Los recuerdo como si los viera. A los asesinos, digo. Uno, al que llamaré Alberto, era un chico de buena familia muy pulcro y educado, siempre bien vestido, de los más amables que conocí nunca, que había estado traficando con armas para la OAS francesa y que, delatado a la policía por su novia, se lo agradeció con catorce puñaladas y tirándola por un barranco en un coche incendiado: una mala noche la tiene cualquiera. Lo habían condenado a muerte; pero al ser hijo de un alto cargo franquista la condena quedó en treinta años, y a los ocho o diez se benefició de un indulto. Tenía un hablar dulce, fumaba caros cigarrillos ingleses y parecía incapaz de matar una mosca. Era muy culto, porque en la cárcel se había inflado a leer. Y cuando los compañeros, que éramos todos unos hijos de puta, le preguntábamos qué opinaba de Crimen y castigo, hacía un aro de humo con el cigarrillo y nos respondía con mucha calma: «Contexto, chicos. A Dostoievsky le faltaba contexto».
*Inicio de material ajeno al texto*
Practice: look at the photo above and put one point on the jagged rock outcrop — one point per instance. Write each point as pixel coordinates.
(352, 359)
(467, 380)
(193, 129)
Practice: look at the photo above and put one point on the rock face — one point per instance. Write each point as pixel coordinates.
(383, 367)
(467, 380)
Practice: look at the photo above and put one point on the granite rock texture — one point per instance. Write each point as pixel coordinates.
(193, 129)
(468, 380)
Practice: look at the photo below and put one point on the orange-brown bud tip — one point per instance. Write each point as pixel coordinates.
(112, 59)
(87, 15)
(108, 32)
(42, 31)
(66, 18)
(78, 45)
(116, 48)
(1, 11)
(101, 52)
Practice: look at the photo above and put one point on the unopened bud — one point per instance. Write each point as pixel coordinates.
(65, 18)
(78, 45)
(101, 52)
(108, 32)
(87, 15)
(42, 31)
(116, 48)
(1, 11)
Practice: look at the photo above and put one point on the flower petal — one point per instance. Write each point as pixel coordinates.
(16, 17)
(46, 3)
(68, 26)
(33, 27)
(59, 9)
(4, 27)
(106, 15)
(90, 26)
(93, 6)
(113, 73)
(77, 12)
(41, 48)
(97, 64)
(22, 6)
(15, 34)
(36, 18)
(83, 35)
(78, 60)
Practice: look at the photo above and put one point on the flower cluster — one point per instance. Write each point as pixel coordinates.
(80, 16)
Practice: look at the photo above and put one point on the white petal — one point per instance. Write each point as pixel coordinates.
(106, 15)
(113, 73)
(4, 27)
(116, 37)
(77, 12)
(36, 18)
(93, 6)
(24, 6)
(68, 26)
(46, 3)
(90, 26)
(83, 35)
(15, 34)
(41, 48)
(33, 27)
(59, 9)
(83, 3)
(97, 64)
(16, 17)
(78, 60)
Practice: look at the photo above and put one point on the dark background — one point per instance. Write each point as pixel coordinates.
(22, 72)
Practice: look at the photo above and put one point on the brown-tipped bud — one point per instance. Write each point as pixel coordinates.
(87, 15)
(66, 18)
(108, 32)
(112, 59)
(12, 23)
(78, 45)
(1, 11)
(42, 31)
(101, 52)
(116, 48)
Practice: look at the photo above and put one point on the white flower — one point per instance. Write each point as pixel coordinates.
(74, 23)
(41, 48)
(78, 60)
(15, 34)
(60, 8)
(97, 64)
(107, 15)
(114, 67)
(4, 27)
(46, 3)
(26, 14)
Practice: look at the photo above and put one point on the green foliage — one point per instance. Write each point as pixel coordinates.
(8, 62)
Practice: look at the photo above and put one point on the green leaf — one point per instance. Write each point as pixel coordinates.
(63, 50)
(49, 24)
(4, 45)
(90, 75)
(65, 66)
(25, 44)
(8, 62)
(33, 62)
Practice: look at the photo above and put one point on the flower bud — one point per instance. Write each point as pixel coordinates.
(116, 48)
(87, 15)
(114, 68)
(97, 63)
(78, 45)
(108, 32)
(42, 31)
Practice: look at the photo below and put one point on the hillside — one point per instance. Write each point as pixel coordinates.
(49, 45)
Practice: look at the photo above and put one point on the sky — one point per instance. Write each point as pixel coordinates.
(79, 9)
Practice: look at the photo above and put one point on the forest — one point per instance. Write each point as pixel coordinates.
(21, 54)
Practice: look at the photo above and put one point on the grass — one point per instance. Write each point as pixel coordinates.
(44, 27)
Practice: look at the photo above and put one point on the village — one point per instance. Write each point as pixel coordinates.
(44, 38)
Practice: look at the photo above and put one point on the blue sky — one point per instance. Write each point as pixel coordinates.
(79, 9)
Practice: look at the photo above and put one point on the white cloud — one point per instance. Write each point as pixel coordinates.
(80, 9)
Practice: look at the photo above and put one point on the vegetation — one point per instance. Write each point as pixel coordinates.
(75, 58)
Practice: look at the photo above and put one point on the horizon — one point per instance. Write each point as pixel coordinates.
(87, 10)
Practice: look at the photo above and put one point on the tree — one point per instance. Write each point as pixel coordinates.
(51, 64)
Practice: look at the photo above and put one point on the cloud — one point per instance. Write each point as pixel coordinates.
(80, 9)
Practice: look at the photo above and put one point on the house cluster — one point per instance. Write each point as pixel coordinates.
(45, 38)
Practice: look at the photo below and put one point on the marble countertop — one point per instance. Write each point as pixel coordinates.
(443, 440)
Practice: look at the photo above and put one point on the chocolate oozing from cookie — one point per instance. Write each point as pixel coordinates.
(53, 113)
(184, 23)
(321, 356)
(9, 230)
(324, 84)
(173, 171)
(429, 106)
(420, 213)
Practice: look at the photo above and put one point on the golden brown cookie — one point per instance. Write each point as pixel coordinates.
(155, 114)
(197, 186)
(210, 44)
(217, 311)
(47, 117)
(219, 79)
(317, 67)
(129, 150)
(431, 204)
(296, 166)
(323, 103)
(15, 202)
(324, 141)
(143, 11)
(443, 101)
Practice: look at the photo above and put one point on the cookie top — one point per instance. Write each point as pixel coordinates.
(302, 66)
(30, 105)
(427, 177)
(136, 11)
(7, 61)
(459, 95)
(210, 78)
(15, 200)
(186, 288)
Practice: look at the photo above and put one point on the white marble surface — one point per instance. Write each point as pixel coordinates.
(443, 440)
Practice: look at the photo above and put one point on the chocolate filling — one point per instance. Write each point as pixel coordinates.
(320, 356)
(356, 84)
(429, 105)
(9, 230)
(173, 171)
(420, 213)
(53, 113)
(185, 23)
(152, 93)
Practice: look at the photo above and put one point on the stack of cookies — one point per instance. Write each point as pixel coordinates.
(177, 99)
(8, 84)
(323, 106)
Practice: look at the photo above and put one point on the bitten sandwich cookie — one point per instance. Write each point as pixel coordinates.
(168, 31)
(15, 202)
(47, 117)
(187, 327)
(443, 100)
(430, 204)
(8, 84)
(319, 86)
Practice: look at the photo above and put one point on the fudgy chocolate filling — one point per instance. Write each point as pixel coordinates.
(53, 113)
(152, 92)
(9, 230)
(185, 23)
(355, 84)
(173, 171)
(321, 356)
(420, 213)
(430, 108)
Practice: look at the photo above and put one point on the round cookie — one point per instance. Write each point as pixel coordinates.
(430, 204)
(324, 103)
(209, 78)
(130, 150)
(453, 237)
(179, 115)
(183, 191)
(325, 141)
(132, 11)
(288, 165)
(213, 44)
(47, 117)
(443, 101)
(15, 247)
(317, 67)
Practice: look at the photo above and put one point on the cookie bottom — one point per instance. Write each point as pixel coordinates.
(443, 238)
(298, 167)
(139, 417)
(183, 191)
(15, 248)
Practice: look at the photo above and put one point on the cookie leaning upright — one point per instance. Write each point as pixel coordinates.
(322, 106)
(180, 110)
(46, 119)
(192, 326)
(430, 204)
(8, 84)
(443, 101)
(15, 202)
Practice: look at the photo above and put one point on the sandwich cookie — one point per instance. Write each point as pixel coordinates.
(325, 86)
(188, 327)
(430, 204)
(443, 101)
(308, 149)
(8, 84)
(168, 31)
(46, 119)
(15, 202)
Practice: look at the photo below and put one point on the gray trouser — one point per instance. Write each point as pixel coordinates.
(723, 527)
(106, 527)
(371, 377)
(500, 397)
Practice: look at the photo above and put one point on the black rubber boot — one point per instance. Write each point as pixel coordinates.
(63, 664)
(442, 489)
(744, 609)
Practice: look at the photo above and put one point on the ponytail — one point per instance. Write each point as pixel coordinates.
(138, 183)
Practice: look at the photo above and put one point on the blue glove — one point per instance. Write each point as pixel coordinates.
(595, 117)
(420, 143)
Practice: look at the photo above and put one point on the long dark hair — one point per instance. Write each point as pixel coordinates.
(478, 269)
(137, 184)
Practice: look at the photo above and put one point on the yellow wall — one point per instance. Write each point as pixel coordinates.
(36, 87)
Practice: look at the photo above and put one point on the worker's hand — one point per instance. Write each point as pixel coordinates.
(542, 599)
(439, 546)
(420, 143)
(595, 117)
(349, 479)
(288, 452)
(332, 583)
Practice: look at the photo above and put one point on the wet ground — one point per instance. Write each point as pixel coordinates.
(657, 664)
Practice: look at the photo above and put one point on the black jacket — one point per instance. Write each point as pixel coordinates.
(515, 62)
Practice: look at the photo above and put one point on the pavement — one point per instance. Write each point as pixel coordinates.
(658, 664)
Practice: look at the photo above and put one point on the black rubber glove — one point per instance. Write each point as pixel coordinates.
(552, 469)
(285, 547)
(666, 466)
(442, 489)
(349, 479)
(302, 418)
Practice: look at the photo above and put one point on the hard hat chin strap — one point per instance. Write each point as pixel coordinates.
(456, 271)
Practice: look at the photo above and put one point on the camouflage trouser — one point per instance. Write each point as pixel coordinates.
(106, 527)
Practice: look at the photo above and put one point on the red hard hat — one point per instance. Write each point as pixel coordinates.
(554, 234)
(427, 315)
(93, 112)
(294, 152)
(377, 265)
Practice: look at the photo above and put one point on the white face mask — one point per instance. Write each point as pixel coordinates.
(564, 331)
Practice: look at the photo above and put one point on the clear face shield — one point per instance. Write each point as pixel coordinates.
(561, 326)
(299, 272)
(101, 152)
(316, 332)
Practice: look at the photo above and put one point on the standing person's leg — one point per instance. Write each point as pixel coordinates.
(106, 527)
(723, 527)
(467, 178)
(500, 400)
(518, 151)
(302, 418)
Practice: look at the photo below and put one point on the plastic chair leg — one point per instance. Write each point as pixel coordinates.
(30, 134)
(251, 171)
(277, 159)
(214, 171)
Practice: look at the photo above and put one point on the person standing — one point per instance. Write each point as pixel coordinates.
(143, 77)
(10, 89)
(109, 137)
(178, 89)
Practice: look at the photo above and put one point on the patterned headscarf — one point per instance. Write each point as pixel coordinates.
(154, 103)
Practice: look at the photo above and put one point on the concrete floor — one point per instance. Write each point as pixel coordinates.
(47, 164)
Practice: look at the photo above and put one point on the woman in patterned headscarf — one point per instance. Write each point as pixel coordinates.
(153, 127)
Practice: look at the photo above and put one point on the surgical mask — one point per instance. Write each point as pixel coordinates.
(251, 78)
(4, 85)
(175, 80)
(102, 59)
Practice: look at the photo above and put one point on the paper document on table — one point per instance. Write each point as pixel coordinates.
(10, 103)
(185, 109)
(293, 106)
El otro asesino, al que llamaré Pepe, era un tipo maravilloso: feo, tartamudo, con el pelo cano y rizado y un bigote de traidor de película muda. En los doce años que estuvimos juntos en la redacción nunca supe qué hacía allí, pues nunca firmó ni una necrológica. Pero era un narrador cojonudo tomando copas en el bar de enfrente. Y además, sin complejos. «Cuéntanos cómo te cargaste a tu mujer y a tu hermano», le pedíamos cuando íbamos de alcohol hasta la línea de Plimsoll. Y él, complaciente, muy serio, nos contaba. Su hermano era paralítico y vivía en su casa; pero un día, al llegar, lo encontró en la silla de ruedas con los pantalones por las rodillas y la cuñada sentada encima. Como su mujer sí podía andar, Pepe la llevó de la mano hasta la ventana y la tiró desde el cuarto piso. Chof, hizo al llegar abajo. Luego se situó detrás de la silla del hermano, como cuando los domingos lo paseaba por el Retiro, y lo condujo despacio hasta la puerta de la calle. «Te lo puedo explicar todo», decía el hermano. «No hace falta, está clarísimo», respondía él. «Pero déjame que te lo explique, hombre», insistía el hermano. «Que no, tranquilo. Te digo que no hace falta, de verdad», replicaba él. Llegados al rellano, el hermano seguía argumentando: «Es un malentendido, Pepe. Que soy paralítico, coño». Y Pepe, asintiendo amable, fraternal, lo dejó caer por las escaleras: veinticuatro peldaños con silla y todo. Le salió a un año por peldaño, con el atenuante de arrebato pasional, y luego se vino a Pueblo. Eran otros tiempos, claro. Y otros periódicos.